Penalty shoot-outs are as much about mental strength as they are about technique. Switzerland have a reputation for being organised, professional, and hard to rattle. They proved that again here.

Colombia will be devastated. Going out on penalties is the hardest way to exit any tournament. You can play well for hours and then one moment ends it all. That's the game. It's brutal.

Switzerland have no time to celebrate

Here's the thing about Switzerland's achievement — and it is an achievement — they now face Argentina in the quarter-final.

Argentina. World Cup holders. A squad with the kind of quality that makes even good defensive teams look ordinary.

Switzerland are a well-drilled side. They're hard to beat. Nobody has described them as exciting, and that's fine. Exciting doesn't always win matches. But Argentina are a different test entirely. The kind of test that exposes whether a team is genuinely good or whether they've been well-organised against the right opponents.

We've seen Switzerland frustrate bigger nations before. They're disciplined. They don't panic. But Argentina are another level. If Switzerland want to cause a genuine upset, they'll need to be perfect.

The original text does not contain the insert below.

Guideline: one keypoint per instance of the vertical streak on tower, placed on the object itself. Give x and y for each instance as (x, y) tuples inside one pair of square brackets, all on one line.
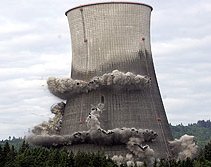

What it means for Colombia

Colombia are out. That's a painful conclusion to what looked like a promising tournament run.

They'll look back at that shoot-out for a long time. Football is full of those moments. The ones where everything is fine until it suddenly isn't. They matched Switzerland for the entirety of normal time and still ended up on a plane home.

Colombian football deserves better than this. They have real talent in that squad, the kind that should be competing deep in major tournaments. But shoot-outs don't care about quality. They care about who holds their nerve on the night. Switzerland did. Colombia didn't. End of story.

Our verdict

Switzerland were efficient. Colombia were unlucky. Argentina are dangerous.

Switzerland grind. That's what they do. They're not going to blow Argentina away with attacking football. They're going to make them work for everything and hope that Argentina have an off-night. It's a valid strategy. It's won tournaments before.

But Argentina are the defending World Cup holders for a reason. Switzerland have done well to get to the quarter-final. Whether they can do anything once they're there is a very different question.

Our money says Argentina. But Switzerland have surprised people before. We'll be watching.